Posted by: William Denton, 12 December 2008 7:27 am
Categories: RDA

Resource Description and Access is going to be a web-based tool, and from the demo I saw a few months ago it could be really good. Unfortunately right now rdaonline.org is only giving away enormous PDFs of print versions. This simple HTML version of RDA has the whole thing in a much easier to read format. You can search the rules for words like manifestation. This is a really good, and fast, hack.


Ecce RDA!

Posted by: William Denton, 18 November 2008 7:58 am
Categories: RDA

The full draft of Resource Description and Access (RDA), the new set of cataloguing rules, is available. You can download the whole thing from the “constituency review” page. I don’t know how long RDA is … but the table of contents is 74 pages. You might also want to look at thing like RDA Core Elements and FRBR User Tasks (57 KB PDF),

I’m going to look at some of this but let’s be honest, I’m not going to read every word of it. I’m interested in the FRBR side of it, especially how relationships are identified and recorded, but I’m not a cataloguer or a masochist. To keep up with what the cataloguers are saying you’ll want to read Planet Cataloguing, which will soon be abuzz with RDA chatter.


Stephens, FRBRing RDA

Posted by: William Denton, 4 November 2008 7:57 am
Categories: Blog Mentions,RDA

Owen Stephens’s FRBRing RDA leads out of a lengthy discussion on the RDA-L mailing list possibly beginning with Kevin Randall’s FRBR User Tasks (was Alternatirves to AACR2/MARC21?). The thread breaks partway, so you’ll have to poke around the archives to find it all.

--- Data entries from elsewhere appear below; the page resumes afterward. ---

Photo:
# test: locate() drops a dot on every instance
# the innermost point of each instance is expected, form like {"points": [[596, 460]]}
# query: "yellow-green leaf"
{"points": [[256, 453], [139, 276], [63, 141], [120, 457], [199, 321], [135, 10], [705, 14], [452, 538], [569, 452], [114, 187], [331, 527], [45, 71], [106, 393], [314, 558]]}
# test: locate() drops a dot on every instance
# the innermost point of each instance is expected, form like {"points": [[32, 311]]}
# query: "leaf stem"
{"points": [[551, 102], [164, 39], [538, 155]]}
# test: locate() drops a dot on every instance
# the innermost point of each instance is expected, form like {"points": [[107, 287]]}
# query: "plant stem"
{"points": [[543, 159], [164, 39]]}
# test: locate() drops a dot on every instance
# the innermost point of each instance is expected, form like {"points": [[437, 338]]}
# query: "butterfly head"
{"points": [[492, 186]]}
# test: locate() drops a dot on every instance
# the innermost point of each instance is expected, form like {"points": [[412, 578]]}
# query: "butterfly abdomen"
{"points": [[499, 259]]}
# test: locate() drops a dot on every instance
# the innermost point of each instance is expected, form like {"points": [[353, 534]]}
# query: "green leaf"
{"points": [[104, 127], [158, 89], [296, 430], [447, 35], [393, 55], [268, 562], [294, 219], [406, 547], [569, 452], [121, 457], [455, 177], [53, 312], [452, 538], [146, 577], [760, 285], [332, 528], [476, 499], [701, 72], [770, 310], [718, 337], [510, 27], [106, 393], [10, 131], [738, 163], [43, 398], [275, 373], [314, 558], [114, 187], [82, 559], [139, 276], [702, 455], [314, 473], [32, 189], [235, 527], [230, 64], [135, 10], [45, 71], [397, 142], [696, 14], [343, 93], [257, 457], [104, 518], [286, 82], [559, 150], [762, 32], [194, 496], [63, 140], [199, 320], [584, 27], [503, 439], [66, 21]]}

Secondly, I think FRBR and FRAD are OK, but I’m not sure they are really robust enough to base real world resource description on them. There are inconsistencies between FRBR and FRAD – see the discussion about ‘people’ from the DC-RDA listserv earlier this year. I think some of the things FRBR says about what counts as a separate Work are odd – e.g. two films of the same play are different works. I realise that others would disagree with me on this – which is fine, but seems an inevitable consequence of trying to apply a conceptual model in this way. Others have expressed their issues with the FRBR model in more detail and more eloquently than me – notably the work that Martha Yee has done.

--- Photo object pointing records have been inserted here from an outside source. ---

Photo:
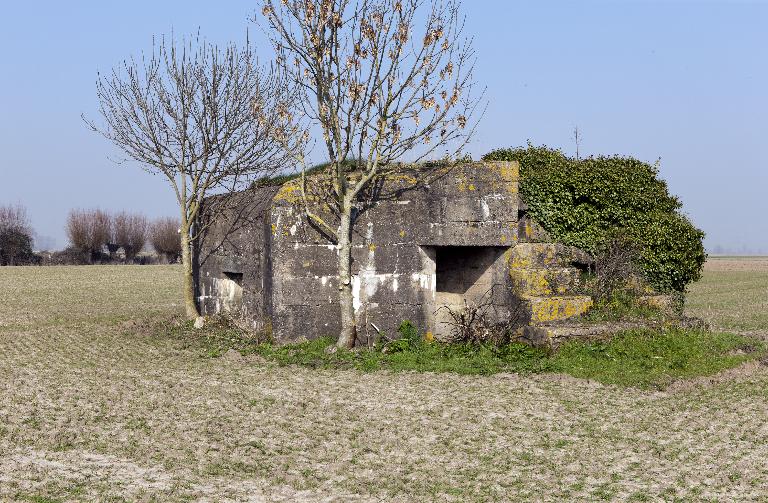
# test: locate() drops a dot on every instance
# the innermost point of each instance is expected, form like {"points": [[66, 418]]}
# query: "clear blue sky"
{"points": [[684, 81]]}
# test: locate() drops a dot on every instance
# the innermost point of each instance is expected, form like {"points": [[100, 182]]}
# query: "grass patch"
{"points": [[655, 359], [636, 358]]}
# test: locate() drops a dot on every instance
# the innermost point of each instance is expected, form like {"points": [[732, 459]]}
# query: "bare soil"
{"points": [[93, 407]]}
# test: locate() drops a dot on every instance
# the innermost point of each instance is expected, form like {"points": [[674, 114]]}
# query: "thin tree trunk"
{"points": [[346, 301], [189, 283]]}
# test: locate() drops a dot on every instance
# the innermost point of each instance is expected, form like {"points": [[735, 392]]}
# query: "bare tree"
{"points": [[380, 90], [201, 117], [130, 233], [164, 234]]}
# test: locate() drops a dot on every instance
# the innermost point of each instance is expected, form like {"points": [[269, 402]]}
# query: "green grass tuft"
{"points": [[655, 359], [638, 358]]}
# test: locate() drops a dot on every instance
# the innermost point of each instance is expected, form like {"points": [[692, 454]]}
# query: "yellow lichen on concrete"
{"points": [[548, 309], [532, 282]]}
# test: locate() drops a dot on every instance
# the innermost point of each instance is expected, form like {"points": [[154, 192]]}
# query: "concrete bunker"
{"points": [[453, 239], [464, 276], [231, 291]]}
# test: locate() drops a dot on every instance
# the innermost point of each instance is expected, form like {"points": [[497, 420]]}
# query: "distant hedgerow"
{"points": [[583, 202]]}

Hillmann, Facing Forward: The Challenges Facing Cataloging and Catalogers

Posted by: William Denton, 29 October 2008 11:08 am
Categories: Conferences,RDA,Semantic Web

Diane Hillmann’s slides from her talk Facing Forward: The Challenges Facing Cataloging and Catalogers (2.4 MB PPT) are good reading. She covers what’s going on with RDA and how all this stuff (including FRBR) will work for the Semantic Web. Lots of examples and illustrations help to make it clear. It’ll be quite a change when cataloguers don’t enter a name, they enter a URI.


RDA presentations from August IFLA satellite conference

Posted by: William Denton, 18 September 2008 7:54 am
Categories: Conferences,IFLA,RDA,Semantic Web

I didn’t get to the pre-IFLA conference about Resource Description and Access, but now I can see what I missed: the presentations are up on the Joint Steering Committee web site.

Gordon Dunsire’s RDA Vocabularies and Concepts (114 KB PDF) will be of particular interest to people interested in RDF, the Semantic Web, SKOS, etc. Have a look.

My colleague Tim Knight posted his impressions of the event on the York University cataloguers’ blog after he got back.


Barbara Tillett RDA webcasts

Posted by: William Denton, 16 July 2008 7:41 am
Categories: Audio/Video,Library of Congress,RDA

As seen on Cataloging Futures, two Library of Congress webcasts of Barbara Tillett (who works there, she’s chief of the Cataloging Policy and Support Office) talking about Resource Description and Access:

  • Resource Description and Access: Background / Overview (67 minutes, recorded 14 May 2008): “RDA (Resource Description and Access), the next generation cataloging code designed for the digital environment, is under development. This presentation provides background on its development and a general overview of the conceptual models, international principles, and structure of this new code.”
  • Cataloging Principles and RDA: Resource Description and Access (49 minutes, recorded 10 June 2008): “The second in a series on RDA: Resource Description and Access, the next generation cataloging code designed for the digital environment. This presentation deals with the cataloging principles that have influenced the development of RDA; the challenges they present to the international sharing of bibliographic and authority data; and the challenges they present to the developers of RDA.”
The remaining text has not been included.